The need for integrating data and theory for optimal learning and forecasting strategies is now a widely recognized idea, rationalizing the initial overwhelming enthusiasm for exclusive data-driven models. The Bayesian perspective is particularly suitable for this type of approach, combining a priori hypothesis on the system with information extracted from data. We recently developed a framework based on the notion of the "adjacent possible," capable of explaining regularities observed in several systems related to human activities, at different scales, capturing both microscopic and macroscopic features. The underlying mathematical formalization of the proposed mechanism, leading to a Polya's urn like modeling scheme, turns out to be a generalization of a well-known (in mathematicians and computer science communities) stochastic process, namely the Pitman-Yor (or Poisson-Dirichlet) process, in turn, a generalization of the Dirichlet process. Those processes witnessed a renewed interest in the framework of Bayesian non-parametric inference for their suitability, when used in a hierarchical formulation, to uncover latent hierarchical structures, for instance in language modeling and clustering.
The urn models perspective opens the way to new improvements both in the theoretical understanding of this kind of processes and in their predictive abilities. This project aims to deepen this connection. On the one hand, we will investigate the limits of exchangeability to generalize inference techniques to the case of more realistic situations where temporal correlations are taken into account. On the other hand, we will study the hierarchical multi urns model, where the connections with the hierarchical processes discussed above are still not clear. In parallel, models on graphs (random walk on expanding graphs), that generalize the urn model to better account for complex interdependences and correlations in the system under study, will be developed.
This project opens completely new perspectives on stochastic processes widely used in Bayesian non-parametric inference. By elucidating the connection between the Bayesian framework, underlying stochastic processes and innovation dynamics modeling schemes (urn models and their counterpart as random walks on evolving graphs), it allows a deeper understanding of prediction strategies on systems featuring innovation. The project will mainly analyze databases related to human activities, but its finding could also be relevant in the analysis of biological systems so that to contribute to a predictive theory of evolution (Lässig et al., Nature Ecol. Evol. 2017). The possibility to overcome exchangeability, pointing to a more realistic time dependence of the posterior probability in a Bayesian framework, is a very relevant topic and could lead to important generalizations of existing inference schemes.

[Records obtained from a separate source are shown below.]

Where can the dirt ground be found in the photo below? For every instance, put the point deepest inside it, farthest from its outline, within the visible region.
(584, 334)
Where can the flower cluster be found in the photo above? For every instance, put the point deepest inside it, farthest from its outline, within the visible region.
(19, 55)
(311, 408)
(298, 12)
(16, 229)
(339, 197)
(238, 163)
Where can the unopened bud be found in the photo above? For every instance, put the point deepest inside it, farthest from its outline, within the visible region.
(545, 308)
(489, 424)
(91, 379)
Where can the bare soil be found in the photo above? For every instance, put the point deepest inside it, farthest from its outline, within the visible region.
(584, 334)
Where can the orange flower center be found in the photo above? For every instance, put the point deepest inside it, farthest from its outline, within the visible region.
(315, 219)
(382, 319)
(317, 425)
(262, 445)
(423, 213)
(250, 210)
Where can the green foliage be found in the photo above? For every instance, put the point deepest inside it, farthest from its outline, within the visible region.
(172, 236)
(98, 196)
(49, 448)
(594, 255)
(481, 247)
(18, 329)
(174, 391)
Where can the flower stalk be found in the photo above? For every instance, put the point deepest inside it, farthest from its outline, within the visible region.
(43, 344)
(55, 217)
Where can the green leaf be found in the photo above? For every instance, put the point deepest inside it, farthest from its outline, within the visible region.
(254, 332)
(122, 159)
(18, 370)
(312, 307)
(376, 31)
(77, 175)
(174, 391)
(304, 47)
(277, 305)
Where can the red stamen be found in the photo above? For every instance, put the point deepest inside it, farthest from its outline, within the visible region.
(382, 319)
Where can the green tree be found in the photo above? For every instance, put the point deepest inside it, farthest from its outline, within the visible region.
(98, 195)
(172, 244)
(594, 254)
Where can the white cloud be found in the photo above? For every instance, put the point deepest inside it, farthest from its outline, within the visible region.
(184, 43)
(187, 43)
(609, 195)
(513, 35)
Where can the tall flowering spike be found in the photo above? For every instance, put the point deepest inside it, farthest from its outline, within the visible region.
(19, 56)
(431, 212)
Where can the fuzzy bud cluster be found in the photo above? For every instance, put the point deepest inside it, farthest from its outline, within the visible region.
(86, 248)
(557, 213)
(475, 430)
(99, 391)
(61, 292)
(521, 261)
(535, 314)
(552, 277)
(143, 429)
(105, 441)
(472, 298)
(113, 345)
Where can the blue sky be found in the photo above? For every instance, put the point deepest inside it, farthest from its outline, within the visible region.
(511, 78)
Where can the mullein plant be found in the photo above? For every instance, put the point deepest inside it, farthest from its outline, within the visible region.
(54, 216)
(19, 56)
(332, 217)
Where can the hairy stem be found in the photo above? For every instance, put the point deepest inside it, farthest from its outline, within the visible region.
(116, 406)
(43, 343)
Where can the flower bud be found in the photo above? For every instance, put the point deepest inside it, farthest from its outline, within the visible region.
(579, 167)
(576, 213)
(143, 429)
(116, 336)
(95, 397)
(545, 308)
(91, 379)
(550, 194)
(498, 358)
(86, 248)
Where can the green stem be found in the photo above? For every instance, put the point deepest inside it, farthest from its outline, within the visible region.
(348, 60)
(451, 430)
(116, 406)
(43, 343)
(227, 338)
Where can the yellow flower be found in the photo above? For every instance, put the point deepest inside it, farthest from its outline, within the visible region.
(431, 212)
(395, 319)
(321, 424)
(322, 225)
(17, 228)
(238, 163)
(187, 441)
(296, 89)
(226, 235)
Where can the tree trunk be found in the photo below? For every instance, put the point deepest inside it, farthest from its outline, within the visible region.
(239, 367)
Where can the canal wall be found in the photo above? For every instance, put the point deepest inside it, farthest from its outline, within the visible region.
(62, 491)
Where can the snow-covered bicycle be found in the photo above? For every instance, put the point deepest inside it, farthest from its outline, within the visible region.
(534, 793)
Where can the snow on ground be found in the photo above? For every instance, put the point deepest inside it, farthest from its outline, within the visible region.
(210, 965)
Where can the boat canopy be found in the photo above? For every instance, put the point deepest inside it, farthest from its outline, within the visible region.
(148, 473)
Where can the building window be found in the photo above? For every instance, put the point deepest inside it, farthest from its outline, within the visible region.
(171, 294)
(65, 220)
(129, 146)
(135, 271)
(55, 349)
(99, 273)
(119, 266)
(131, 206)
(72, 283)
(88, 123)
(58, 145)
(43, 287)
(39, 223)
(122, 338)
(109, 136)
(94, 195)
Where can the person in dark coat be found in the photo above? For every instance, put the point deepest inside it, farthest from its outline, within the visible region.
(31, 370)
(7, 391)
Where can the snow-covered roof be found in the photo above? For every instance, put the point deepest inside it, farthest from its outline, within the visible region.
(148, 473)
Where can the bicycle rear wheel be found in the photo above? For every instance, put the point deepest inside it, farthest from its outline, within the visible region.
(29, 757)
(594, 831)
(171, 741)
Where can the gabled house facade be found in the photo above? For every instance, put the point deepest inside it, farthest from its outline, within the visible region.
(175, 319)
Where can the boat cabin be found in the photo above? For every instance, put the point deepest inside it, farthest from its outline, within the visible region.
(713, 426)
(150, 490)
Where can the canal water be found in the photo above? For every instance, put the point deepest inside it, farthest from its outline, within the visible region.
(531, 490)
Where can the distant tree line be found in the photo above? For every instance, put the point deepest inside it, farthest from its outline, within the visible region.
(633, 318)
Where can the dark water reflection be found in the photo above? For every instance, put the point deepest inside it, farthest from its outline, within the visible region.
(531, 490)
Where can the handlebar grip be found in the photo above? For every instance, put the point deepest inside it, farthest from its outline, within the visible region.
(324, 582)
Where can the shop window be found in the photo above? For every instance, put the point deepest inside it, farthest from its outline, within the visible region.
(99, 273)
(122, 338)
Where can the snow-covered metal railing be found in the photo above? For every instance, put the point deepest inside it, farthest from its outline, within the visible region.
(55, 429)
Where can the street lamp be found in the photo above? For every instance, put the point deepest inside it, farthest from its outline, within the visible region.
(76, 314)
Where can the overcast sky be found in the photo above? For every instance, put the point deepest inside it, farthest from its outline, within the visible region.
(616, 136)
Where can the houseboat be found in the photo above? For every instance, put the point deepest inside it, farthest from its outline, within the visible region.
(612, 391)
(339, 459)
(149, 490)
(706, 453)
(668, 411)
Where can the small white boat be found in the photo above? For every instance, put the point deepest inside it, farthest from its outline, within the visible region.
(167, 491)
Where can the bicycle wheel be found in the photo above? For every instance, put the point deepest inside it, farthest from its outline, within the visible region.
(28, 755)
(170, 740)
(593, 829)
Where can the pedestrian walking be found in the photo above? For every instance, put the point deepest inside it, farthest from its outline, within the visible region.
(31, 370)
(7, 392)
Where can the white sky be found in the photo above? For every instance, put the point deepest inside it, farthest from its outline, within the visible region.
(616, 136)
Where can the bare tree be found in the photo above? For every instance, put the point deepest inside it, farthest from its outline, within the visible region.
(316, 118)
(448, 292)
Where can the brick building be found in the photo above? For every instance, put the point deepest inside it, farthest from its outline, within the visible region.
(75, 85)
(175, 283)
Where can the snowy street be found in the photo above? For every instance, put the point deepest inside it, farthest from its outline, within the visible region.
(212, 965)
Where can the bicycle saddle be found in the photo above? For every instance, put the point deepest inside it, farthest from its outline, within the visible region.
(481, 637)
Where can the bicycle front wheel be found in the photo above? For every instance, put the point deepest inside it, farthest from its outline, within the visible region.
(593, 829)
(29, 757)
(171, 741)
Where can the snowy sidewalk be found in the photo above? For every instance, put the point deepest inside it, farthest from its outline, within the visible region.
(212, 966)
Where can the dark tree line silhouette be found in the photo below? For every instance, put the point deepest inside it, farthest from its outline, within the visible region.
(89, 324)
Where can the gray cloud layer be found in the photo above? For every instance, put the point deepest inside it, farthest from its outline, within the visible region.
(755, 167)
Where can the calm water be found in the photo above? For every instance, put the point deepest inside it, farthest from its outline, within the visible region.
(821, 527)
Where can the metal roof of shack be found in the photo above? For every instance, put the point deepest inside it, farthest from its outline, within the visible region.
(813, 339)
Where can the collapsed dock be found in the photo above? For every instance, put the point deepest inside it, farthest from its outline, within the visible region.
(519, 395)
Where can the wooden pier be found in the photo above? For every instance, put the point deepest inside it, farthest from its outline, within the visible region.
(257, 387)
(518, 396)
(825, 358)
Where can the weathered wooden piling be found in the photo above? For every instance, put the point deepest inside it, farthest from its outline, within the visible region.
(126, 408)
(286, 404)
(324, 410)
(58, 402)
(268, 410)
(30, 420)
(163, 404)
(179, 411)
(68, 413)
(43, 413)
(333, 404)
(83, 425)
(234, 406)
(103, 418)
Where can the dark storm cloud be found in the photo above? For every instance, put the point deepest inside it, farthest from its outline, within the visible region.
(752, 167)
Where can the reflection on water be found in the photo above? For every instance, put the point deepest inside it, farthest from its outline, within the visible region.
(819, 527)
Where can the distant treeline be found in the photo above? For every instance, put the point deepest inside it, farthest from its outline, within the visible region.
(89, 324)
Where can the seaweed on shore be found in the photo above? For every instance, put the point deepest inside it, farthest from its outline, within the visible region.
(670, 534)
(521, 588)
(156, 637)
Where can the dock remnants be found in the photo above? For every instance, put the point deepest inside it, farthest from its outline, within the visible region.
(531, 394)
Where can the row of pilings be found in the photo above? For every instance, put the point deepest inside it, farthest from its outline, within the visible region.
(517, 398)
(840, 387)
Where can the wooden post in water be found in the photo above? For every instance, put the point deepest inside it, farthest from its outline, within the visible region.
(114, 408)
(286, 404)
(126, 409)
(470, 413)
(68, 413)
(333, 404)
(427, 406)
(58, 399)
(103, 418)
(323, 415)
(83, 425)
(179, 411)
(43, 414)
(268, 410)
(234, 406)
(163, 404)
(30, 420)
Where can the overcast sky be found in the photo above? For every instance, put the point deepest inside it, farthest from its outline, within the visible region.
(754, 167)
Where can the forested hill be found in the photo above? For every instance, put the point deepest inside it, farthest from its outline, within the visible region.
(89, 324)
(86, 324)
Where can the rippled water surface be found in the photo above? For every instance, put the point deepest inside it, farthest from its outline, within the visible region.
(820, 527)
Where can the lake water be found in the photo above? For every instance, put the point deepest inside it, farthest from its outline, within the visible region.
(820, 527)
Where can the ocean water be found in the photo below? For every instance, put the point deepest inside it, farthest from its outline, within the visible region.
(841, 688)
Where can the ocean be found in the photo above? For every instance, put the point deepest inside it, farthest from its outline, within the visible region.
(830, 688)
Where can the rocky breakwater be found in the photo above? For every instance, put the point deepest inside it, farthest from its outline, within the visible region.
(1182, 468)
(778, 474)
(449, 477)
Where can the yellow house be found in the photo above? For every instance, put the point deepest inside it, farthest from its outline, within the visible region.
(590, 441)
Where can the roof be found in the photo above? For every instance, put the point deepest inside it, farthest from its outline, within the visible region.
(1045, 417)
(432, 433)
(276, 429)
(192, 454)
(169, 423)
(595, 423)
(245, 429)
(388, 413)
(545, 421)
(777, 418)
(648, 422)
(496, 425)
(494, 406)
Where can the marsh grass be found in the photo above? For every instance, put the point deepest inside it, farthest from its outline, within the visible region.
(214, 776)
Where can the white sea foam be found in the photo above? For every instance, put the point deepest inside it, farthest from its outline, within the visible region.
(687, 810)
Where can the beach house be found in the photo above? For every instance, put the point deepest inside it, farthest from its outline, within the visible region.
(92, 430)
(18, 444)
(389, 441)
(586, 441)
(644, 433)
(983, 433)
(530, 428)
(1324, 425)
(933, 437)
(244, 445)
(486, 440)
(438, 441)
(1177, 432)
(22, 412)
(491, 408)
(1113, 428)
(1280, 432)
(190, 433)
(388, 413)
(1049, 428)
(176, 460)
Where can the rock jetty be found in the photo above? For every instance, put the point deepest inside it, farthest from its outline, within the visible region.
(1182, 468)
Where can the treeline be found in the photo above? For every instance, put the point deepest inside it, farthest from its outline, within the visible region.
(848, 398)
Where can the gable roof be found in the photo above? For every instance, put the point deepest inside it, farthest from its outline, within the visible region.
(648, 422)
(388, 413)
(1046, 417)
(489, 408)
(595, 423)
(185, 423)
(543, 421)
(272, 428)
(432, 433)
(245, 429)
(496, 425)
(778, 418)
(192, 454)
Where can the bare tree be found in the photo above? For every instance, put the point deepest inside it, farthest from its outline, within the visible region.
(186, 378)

On a more theoretical ground, the present project proposes for the first time a complex systems view on Dirichlet-like processes. Those processes are related to the so-called "Sampling of Species Problem" or "Unseen Species Problem." Suppose we want to estimate the number of species belonging to an animal population. If one starts counting the different species upon encountering them, there will always be species never encountered. At each time step one can thus ask what is the probability to encounter a new species in the near future, or, better stated, whether the new encounter will be with an old (i.e., already seen) species or with a new one. Mathematically this corresponds to estimate the rate at which new events occur, and this is a very tough problem because it implies estimating the probability of events that never happened before. This is the general problem one faces when studying what is new: estimating its probability implies to be able to make accurate predictions about unseen events.
The typical problem of inference is that of estimating the probabilities of future events based on the observation of the past. When brand new events are possible, the inference scheme has to be revised. It is interesting to report a passage from a review by Zabell on this subject (Zabell, Synthese, 1992):
'This is not the problem of observing the "impossible", that is, an event whose possibility we have considered but whose probability we judge to be 0. Rather, the problem arises when we observe an event whose existence we did not even previously suspect; this is the so-called problem of "unanticipated knowledge".'
This problem is an old one. The present project precisely addresses this problem through a combination of a complex-systems with a machine learning perspective.
WP1: The project will parallel a thorough analysis of the role of different statistical measures in characterizing systems featuring innovation (and possibly identifying different "universality classes") with the design of modeling schemes able to account the observed universalities. The models in this area are still in their infancy, and we aim at providing the scientific community with new data-driven modeling schemes.
WP2: The project will deepen the connection between a complex-systems perspective and the Bayesian non-parametric framework, in particular building on recent advancements in the innovation dynamics field. By exploring the possibility of generalizing well-known stochastic processes through a more flexible reformulation in terms of urn models, we aim at providing the scientific community with new predictions schemes.